化学的に誘発された口腔潰瘍は、どの口腔粘膜部位でも起こりうるが、より一般的には口唇および頬粘膜を侵すことが多い。 化学物質による口腔内火傷の重症度は、通常、軽度から中等度の病変の範囲であるが、時には、生命を脅かす損傷および残留をもたらすことがある。

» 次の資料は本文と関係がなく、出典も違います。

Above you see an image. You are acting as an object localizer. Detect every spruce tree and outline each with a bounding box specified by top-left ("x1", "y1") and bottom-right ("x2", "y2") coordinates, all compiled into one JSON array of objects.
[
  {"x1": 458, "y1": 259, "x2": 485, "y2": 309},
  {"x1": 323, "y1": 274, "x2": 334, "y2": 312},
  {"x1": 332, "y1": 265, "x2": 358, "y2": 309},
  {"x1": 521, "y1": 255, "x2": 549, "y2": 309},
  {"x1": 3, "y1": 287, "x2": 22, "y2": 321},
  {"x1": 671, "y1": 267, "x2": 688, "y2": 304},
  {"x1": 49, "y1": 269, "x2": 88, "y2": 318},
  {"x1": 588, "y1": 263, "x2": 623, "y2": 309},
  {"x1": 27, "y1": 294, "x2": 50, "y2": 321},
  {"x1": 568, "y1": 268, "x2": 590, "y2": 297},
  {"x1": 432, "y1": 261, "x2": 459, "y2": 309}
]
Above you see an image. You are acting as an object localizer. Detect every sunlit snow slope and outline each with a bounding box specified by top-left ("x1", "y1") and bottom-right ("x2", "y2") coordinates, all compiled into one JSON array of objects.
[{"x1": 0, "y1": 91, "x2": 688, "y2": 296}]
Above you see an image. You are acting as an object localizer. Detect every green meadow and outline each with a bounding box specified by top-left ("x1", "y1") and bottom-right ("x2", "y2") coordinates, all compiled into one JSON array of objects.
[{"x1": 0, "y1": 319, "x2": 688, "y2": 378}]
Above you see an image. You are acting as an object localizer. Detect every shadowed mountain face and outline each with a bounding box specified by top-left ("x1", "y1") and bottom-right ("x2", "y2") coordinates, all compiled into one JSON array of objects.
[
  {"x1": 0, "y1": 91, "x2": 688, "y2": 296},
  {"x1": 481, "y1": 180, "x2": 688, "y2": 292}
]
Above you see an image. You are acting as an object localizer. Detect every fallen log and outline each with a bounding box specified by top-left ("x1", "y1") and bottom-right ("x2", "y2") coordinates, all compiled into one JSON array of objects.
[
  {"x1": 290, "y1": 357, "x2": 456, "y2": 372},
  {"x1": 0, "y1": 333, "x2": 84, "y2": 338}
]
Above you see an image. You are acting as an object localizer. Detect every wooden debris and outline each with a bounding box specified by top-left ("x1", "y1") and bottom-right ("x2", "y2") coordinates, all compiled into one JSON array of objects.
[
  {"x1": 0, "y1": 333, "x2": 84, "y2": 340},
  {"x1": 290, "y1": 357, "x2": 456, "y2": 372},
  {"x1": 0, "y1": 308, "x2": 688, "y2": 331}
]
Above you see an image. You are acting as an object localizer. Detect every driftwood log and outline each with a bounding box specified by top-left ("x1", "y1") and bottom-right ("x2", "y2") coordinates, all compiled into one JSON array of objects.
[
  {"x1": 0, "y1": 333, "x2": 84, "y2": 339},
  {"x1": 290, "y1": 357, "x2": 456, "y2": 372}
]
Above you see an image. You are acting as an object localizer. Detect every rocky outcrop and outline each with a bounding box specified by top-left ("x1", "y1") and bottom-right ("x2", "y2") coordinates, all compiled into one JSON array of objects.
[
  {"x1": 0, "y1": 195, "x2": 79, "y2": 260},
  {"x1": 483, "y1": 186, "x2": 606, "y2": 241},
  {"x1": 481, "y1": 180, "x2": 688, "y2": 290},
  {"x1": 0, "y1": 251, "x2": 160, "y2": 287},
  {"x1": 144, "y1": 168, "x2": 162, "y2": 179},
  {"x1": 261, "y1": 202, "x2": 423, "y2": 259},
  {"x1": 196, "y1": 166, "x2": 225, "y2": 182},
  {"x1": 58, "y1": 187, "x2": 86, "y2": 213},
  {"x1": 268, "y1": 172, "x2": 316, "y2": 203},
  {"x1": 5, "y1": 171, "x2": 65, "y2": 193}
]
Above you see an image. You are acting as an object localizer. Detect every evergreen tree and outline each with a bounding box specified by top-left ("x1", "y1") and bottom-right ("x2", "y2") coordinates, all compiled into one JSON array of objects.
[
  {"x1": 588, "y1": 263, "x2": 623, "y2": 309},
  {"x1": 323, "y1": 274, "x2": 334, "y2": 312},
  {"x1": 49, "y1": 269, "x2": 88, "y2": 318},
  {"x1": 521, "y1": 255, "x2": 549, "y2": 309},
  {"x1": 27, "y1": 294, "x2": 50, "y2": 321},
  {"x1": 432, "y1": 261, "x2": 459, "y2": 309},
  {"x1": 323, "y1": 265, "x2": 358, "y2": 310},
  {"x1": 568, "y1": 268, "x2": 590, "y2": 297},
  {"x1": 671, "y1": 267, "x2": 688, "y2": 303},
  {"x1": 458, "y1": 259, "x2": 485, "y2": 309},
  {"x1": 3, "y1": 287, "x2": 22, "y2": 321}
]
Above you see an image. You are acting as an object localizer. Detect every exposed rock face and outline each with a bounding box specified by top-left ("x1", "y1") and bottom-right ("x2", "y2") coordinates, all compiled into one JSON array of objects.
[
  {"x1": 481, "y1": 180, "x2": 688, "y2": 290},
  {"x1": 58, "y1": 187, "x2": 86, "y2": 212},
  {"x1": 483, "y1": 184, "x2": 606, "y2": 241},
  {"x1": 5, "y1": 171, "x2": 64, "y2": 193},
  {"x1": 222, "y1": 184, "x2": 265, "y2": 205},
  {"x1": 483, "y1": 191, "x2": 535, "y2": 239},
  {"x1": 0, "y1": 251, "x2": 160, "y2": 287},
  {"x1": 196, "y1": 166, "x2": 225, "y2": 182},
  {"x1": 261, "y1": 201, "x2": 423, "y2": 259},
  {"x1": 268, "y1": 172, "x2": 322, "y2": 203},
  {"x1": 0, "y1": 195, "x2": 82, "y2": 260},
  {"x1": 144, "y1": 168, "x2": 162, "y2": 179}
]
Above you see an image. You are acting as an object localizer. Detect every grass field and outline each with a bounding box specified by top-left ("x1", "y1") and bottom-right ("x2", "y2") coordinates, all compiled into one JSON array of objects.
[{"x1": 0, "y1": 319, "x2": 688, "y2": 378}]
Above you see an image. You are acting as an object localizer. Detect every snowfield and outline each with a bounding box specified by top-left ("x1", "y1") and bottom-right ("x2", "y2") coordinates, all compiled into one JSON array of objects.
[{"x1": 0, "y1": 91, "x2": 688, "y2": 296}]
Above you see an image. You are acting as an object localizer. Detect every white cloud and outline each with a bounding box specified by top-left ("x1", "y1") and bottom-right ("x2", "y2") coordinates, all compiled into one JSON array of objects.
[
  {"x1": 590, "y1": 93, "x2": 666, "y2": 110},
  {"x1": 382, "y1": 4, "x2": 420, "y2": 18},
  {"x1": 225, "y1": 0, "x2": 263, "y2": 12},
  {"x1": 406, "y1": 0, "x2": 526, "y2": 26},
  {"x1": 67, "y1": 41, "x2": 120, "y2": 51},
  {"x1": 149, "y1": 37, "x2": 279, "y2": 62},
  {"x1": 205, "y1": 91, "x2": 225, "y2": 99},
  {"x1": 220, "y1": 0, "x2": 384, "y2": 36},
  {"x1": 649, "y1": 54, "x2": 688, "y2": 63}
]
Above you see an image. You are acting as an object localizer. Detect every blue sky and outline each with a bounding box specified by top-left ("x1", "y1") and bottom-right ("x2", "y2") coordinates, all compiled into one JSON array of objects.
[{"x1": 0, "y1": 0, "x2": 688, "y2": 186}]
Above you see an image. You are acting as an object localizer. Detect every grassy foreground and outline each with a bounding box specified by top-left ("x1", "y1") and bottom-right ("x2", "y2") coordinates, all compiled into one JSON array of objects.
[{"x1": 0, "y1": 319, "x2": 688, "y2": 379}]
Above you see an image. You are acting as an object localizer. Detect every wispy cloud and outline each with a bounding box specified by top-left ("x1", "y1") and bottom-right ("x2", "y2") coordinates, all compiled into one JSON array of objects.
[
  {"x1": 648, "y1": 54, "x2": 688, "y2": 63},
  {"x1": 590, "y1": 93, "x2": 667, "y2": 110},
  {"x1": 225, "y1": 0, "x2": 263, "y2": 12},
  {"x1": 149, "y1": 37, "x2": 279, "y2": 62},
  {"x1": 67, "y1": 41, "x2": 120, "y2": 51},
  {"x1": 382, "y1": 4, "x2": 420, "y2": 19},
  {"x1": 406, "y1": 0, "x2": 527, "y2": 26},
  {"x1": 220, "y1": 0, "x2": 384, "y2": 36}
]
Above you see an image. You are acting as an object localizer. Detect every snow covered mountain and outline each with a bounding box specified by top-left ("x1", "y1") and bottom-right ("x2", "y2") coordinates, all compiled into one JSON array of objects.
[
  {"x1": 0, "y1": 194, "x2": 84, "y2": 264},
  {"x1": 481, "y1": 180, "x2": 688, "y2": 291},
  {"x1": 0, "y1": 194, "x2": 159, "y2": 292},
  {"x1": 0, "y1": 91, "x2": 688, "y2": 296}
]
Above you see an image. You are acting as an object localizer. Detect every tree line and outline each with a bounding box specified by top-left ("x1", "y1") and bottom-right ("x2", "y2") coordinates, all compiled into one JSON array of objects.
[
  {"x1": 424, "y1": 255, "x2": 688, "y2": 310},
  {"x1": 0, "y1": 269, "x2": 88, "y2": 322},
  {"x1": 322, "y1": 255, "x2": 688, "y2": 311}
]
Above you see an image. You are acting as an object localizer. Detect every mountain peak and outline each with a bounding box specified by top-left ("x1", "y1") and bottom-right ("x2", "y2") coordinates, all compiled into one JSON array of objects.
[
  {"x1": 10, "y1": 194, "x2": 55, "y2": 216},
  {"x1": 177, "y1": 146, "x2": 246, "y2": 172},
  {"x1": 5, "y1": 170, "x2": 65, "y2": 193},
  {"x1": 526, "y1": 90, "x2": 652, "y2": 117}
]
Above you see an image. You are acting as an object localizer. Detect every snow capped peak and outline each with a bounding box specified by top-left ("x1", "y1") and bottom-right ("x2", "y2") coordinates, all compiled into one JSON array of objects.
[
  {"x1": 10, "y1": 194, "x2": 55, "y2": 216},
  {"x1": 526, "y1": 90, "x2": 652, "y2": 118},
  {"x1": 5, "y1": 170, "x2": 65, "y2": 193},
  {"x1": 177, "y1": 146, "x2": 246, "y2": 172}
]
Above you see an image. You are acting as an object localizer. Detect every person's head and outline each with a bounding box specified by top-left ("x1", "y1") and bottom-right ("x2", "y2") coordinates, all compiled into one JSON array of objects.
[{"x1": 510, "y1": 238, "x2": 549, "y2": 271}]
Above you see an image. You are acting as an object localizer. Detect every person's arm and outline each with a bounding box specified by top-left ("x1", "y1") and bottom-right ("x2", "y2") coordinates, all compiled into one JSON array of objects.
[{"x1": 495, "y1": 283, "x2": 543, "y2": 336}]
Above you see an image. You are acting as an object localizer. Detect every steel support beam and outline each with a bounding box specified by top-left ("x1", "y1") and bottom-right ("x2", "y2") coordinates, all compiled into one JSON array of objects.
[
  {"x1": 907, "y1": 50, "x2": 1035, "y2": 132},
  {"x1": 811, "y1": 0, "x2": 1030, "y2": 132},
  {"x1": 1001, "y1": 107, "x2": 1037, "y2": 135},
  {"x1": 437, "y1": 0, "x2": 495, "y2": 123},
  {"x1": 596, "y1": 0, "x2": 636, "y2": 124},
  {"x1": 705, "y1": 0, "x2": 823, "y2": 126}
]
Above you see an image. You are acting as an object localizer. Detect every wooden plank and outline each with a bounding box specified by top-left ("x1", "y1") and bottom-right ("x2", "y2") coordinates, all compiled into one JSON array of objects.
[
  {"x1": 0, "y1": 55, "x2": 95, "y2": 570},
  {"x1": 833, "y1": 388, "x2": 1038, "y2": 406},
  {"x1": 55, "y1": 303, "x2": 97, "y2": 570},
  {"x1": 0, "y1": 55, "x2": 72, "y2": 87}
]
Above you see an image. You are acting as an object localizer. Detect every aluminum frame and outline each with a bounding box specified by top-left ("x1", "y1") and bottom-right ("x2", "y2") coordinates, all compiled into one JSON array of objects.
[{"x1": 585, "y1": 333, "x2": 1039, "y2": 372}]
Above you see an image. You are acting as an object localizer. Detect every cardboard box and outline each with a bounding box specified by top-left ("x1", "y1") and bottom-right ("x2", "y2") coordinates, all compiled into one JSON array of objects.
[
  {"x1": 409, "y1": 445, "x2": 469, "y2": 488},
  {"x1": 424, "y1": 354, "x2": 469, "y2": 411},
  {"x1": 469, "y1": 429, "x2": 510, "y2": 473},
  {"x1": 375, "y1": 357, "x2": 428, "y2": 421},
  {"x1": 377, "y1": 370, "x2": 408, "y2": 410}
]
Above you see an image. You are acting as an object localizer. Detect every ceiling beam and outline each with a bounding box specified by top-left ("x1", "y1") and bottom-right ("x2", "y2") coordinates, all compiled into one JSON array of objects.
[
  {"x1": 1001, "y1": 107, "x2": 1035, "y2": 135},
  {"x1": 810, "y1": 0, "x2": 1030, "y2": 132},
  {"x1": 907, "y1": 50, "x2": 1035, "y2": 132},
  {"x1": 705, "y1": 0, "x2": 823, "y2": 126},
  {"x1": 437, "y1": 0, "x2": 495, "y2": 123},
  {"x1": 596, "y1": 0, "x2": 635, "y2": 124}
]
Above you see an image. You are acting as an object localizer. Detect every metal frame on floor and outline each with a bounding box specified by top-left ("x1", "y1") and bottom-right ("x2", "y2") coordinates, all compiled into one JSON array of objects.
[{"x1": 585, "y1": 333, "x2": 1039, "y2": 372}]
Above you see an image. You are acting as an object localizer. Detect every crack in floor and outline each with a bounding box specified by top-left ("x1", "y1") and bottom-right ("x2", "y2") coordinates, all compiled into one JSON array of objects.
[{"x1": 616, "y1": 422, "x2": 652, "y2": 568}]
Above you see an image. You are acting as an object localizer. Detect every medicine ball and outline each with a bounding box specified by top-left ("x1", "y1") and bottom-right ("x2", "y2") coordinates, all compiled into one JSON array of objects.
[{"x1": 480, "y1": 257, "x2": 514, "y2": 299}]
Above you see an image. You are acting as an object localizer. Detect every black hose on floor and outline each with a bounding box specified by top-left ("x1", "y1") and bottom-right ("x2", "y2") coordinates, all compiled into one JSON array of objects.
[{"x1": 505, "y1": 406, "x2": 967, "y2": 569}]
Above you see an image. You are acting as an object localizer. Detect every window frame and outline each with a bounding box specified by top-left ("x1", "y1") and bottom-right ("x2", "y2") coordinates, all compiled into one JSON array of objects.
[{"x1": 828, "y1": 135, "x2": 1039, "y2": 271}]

苛性薬剤への曝露後、直ちに口腔粘膜および歯肉の紅斑および水腫が生じ、後に、その下に潰瘍を覆う白いスラフ仮膜の形成がある。 潰瘍は不規則な境界を有し、容易に出血する。 大唾液腺の管開口部に病変がある場合、一過性の閉塞性唾液腺炎が生じることがある。47 その後の罹患部位の瘢痕化は、永久的閉塞、慢性唾液腺炎を引き起こし、腺の外科的切除を要することがある55
化学的誘発性の口腔潰瘍の診断は、通常は臨床歴と特徴に基づいている。 病変部および周辺組織の病理組織学的検査は、適切な病歴の聴取が困難な場合(意図的に不明確または混乱させている場合がある)、あるいは悪性腫瘍または悪性腫瘍の可能性が疑われる場合以外は、ほとんど適応されない45。 化学的に誘発された潰瘍の病理組織学は、典型的には、上皮の局所的な凝固壊死、潰瘍、細胞内外の水腫、上皮下の急性炎症性浸潤を示す。
化学外傷による口腔潰瘍の治療は、主に毒物の特定と除去を要する。 ほとんどの化学熱傷は、軽度から中程度の組織損傷で特徴付けられ、瘢痕化することなく7日から15日以内に自然治癒する57 したがって、穏やかなプラークコントロールと局所麻酔薬による洗浄などの緩和および対症療法のみが必要である58。 57 強い腐食剤に長時間さらされた後に生じた病変は、局所デブリードマンと抗生物質療法を必要とする場合がある15>。